Digital filmmaking class weblog 2011--Day 4: the doll auditions
"It begins with alertness to visual possibilities. Artists and photographers generally agree that their visual memory improves when practicing their crafts. This ability to remember the past is an aid to envisioning in the present. After alertness comes exploration. The first line in the panel of a storyboard should be made with a sense of freedom. There is no such thing as a mistake in visualization, only alternative ideas. And exploration ultimately leads to discovery." ---Steve Katz
Today, it rained, limiting our ability to go to a nearby lake for the shoot of "The Egg" this morning, so I showed off some sample storyboards from Steve Katz's Film Directing Shot by Shot on the Elmo.
We then turned to the pitches. Each group sat across from the rest of the class and tried to convey its narratives quickly. Each group tended to have over-ambitious storylines that involve death and insanity (an accurate portrait of modern-day America). Los Jefes's pitch turned our school into an insane asylum with the use of Photoshop. It also ended with a scene where an imaginary friend kills a young man inside of an abandoned caboose. Our delusional heroine(?) emerges from the window of the train car with her hands covered with blood and walks off with her arm over the imaginary friend's shoulders. Bad Horse Productions shared their Black Swan-esque demented doll idea. I recommended that they ultimately hold some doll auditions and film them for the director's cut DVD. Afterglow Pictures insists upon fashioning a film involving a cocaine dealer, a stabbing, a gunfight, and, incongruously, a young femme fatale who manipulates the smitten hero into trying to obtaining alcohol for her, no doubt all before breakfast.
Then, we wrote and storyboarded. I was struck by the sense of languor amongst some of the students. One director thought it would be best to not include dialogue.
"Not include dialogue?" I asked.
"Yes."
"How will your characters communicate?"
"By using gestures."
(pause)
"I think that you should use dialogue."
In the scene, a real estate broker sells a house to a brother and a sister, so he says "Please pay the mortgage every second Thursday." Then he walks away, looking aghast and happy, no doubt due to having successfully avoided the spooky doll up the attic.
I asked, "Do the brother and sister say anything back to the broker?" The students in the group looked at me. "How about `Thanks!'"
Now the two characters stand in their new house, mute. What would they say? It occurred to me that writing semi-realistic efficient dialogue may be one of the toughest things to ask for in this class. Their resulting scenes so often end up being too brief, dry, and formulaic.
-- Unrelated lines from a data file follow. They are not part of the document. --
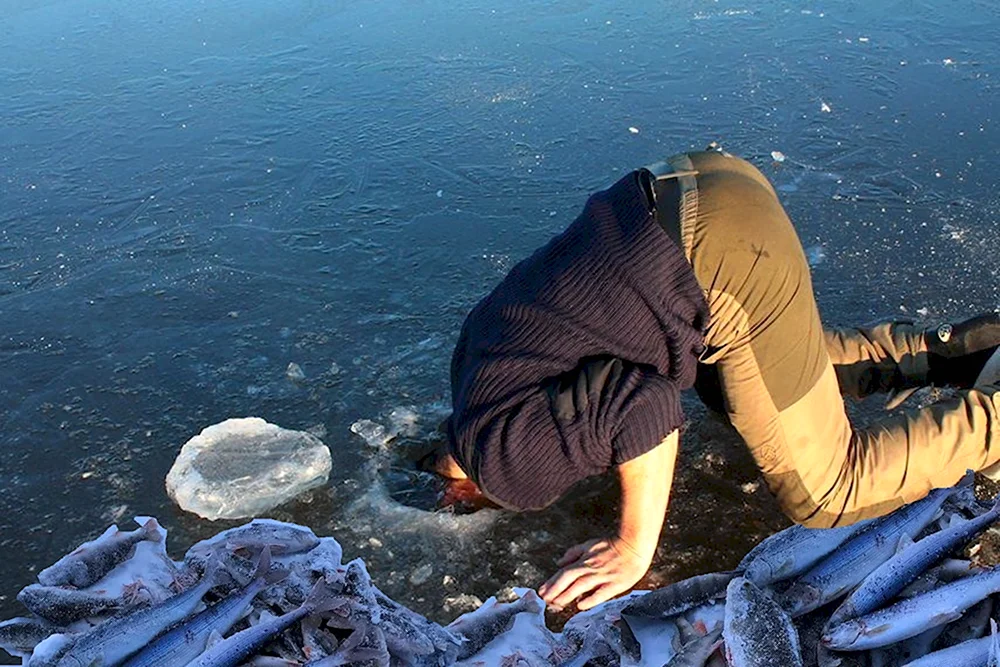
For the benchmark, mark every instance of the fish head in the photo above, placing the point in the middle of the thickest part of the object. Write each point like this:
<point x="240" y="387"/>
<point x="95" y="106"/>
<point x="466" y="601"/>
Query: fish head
<point x="800" y="598"/>
<point x="842" y="636"/>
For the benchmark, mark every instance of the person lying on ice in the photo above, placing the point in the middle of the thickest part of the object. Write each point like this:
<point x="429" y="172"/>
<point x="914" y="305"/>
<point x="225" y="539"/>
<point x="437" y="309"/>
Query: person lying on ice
<point x="689" y="272"/>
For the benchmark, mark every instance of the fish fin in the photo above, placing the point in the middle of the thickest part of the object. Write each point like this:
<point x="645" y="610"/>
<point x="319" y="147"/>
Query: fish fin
<point x="263" y="564"/>
<point x="354" y="639"/>
<point x="686" y="631"/>
<point x="994" y="660"/>
<point x="897" y="397"/>
<point x="945" y="617"/>
<point x="826" y="658"/>
<point x="214" y="638"/>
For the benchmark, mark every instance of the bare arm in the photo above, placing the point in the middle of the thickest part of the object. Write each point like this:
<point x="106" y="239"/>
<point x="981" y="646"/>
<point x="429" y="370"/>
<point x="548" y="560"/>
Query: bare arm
<point x="646" y="483"/>
<point x="604" y="568"/>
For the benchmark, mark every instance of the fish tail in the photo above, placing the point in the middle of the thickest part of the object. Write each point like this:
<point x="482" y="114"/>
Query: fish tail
<point x="263" y="564"/>
<point x="150" y="530"/>
<point x="323" y="598"/>
<point x="996" y="505"/>
<point x="269" y="573"/>
<point x="530" y="602"/>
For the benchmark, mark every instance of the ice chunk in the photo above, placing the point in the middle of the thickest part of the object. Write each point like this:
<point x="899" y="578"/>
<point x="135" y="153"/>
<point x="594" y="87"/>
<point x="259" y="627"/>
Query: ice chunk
<point x="295" y="373"/>
<point x="404" y="421"/>
<point x="373" y="433"/>
<point x="815" y="255"/>
<point x="244" y="467"/>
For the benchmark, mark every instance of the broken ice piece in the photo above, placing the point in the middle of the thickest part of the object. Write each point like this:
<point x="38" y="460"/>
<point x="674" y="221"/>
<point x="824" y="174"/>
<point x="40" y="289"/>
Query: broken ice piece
<point x="375" y="435"/>
<point x="245" y="467"/>
<point x="295" y="372"/>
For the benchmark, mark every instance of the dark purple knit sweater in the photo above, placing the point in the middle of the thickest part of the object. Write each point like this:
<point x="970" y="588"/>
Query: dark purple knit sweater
<point x="575" y="362"/>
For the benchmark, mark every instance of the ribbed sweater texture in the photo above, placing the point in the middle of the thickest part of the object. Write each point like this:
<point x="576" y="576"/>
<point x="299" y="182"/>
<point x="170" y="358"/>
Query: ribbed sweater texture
<point x="575" y="361"/>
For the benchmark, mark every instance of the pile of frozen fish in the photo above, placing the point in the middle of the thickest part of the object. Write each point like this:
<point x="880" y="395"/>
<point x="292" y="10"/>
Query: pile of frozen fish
<point x="887" y="591"/>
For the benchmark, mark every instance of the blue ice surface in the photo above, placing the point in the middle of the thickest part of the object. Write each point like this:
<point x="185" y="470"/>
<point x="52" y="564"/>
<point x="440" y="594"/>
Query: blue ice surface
<point x="196" y="194"/>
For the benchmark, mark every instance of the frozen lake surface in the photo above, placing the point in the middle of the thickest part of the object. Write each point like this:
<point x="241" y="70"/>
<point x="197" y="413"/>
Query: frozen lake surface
<point x="197" y="194"/>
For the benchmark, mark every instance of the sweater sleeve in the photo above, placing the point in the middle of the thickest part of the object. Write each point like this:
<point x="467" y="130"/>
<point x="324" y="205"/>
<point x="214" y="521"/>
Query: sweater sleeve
<point x="605" y="412"/>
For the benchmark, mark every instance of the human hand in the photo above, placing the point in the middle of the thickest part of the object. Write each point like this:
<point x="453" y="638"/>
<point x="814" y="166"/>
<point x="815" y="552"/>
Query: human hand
<point x="603" y="568"/>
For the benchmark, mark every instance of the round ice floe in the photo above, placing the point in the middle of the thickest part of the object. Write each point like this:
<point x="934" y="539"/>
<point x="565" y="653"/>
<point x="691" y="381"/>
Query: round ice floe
<point x="244" y="467"/>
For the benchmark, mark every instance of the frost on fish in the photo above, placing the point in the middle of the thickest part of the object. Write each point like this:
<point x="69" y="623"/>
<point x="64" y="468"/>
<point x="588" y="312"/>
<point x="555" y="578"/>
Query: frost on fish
<point x="20" y="636"/>
<point x="91" y="561"/>
<point x="757" y="631"/>
<point x="251" y="538"/>
<point x="480" y="627"/>
<point x="681" y="596"/>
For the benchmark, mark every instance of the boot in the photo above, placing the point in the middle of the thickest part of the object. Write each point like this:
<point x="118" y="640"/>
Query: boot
<point x="965" y="355"/>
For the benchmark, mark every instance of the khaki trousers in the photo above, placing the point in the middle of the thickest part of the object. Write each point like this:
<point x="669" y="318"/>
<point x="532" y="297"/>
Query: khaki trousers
<point x="782" y="376"/>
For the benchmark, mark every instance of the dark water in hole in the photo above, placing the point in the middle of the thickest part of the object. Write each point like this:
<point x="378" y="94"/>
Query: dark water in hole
<point x="196" y="194"/>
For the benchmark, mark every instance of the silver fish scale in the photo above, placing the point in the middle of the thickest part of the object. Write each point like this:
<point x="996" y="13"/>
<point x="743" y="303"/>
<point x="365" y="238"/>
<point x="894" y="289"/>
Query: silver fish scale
<point x="860" y="555"/>
<point x="901" y="569"/>
<point x="912" y="616"/>
<point x="792" y="551"/>
<point x="758" y="633"/>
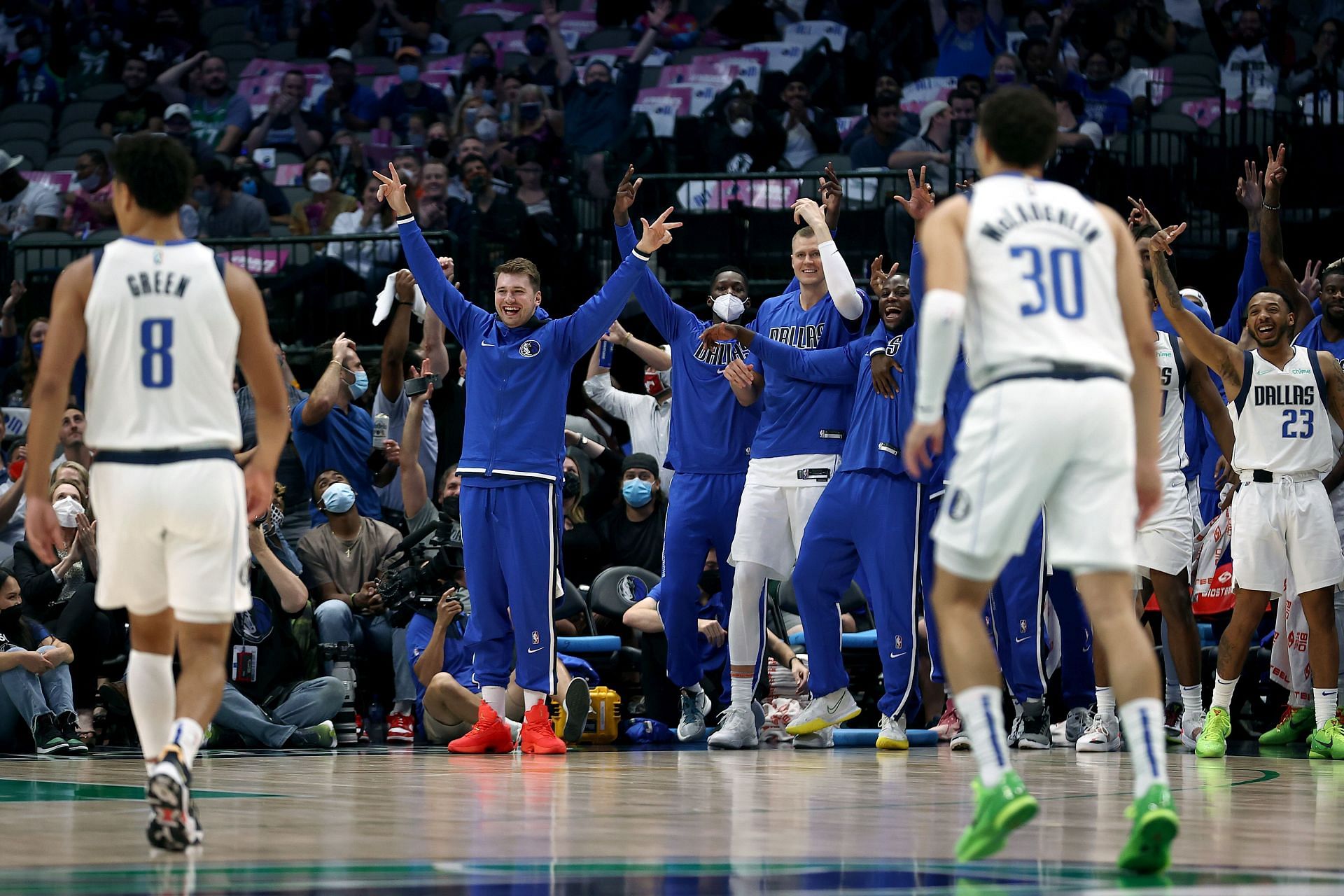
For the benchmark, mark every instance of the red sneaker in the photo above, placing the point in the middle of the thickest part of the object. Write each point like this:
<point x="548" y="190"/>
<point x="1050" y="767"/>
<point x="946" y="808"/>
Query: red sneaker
<point x="489" y="734"/>
<point x="538" y="734"/>
<point x="401" y="729"/>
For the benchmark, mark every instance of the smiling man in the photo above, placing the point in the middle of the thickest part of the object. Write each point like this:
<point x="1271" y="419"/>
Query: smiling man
<point x="512" y="450"/>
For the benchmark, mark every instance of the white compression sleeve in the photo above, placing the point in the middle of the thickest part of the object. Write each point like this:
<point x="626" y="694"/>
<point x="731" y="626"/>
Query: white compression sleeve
<point x="940" y="342"/>
<point x="840" y="282"/>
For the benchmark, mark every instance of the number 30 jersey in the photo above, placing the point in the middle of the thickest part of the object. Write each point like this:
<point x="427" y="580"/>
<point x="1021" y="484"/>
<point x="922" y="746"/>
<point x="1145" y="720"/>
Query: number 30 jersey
<point x="1280" y="416"/>
<point x="162" y="347"/>
<point x="1042" y="282"/>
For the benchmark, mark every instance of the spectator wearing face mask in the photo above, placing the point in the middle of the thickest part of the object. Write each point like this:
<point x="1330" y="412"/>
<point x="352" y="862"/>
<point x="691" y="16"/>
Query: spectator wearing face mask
<point x="318" y="213"/>
<point x="634" y="532"/>
<point x="412" y="94"/>
<point x="743" y="137"/>
<point x="650" y="413"/>
<point x="30" y="78"/>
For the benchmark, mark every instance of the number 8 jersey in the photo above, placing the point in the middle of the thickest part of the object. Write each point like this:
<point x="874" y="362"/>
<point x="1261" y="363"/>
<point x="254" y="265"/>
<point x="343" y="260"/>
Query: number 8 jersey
<point x="1042" y="282"/>
<point x="1280" y="416"/>
<point x="162" y="347"/>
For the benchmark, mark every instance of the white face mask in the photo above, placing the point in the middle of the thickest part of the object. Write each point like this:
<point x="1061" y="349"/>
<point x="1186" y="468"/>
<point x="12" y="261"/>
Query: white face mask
<point x="67" y="512"/>
<point x="729" y="307"/>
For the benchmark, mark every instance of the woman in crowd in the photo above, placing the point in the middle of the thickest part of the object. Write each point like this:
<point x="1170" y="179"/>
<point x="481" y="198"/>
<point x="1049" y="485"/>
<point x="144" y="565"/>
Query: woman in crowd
<point x="35" y="694"/>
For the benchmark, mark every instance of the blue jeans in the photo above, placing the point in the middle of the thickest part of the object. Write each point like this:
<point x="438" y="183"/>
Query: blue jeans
<point x="24" y="696"/>
<point x="309" y="704"/>
<point x="374" y="637"/>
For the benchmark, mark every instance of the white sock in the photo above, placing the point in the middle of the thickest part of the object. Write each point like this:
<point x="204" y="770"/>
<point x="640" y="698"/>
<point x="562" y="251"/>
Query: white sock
<point x="1142" y="724"/>
<point x="493" y="696"/>
<point x="1327" y="703"/>
<point x="153" y="700"/>
<point x="983" y="720"/>
<point x="1222" y="692"/>
<point x="1193" y="697"/>
<point x="187" y="735"/>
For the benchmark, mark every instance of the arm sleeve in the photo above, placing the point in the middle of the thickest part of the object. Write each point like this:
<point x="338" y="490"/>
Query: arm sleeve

How do people actually talk?
They eventually worked out this beginning interchange:
Sister: "Will you go get the boxes out of the truck?"
Brother: (sarcastic) "Will you go get the boxes out of the truck?"
She slaps him.
He gets the boxes.
By the afternoon, Afterglow Productions returned from their boating expedition. (the weather did clear up in the afternoon). They showed me a serene scene involving God (wearing tweed) gently guiding the disciple into the boat, whereupon she slowly drifts away toward the woods. It looked much more gentle than the stabbing of a cocaine addict.
Tomorrow, we will watch the opening credits of Vertigo (because some of the students were filming something similar today) and the pool/hotel extended montage in The Graduate in the hopes of trying to solve the basic question: how do I get my character from the car to the bedroom of an insane asylum quickly?
Comments
Sometimes when I'm watching a movie I'm struck at how easily we all follow cuts (visual, dramatic, tonal) that if you imagine them would seem to disrupt the flow. As writers, we try to segue one thought to another from paragraph to paragraph, and when we're about to switch topics entirely we throw in that extra return line or bolded word to cue the reader, so I think when most of us try to think in terms of cinema we want to do the same, but mostly it's unnecessary.
And yet, alas, most student projects do seem to have clumsy transitions, usually because they lack two things that most major films never go without: a variable score and consistent ambient noise levels. Sound is such a key part of making those seamless transitions, and it's something that a student film project will suffer to master -- due to time and available resources.
Again, I always love this series. Thanks for posting!!
I've been learning anew both how hard it is to write good dialogue, and the difficulty of making effective and nonintrusive transitions from place to place in a movie. I agree with you about sound. We watched a movie made last year, and the differences in the room tones called attention to themselves much more stridently than before. You are right, also, about the lack of time for these students to master these elements. One of the groups does have a decent amount of experience with filmmaking. I'll be curious to see what they can pull off.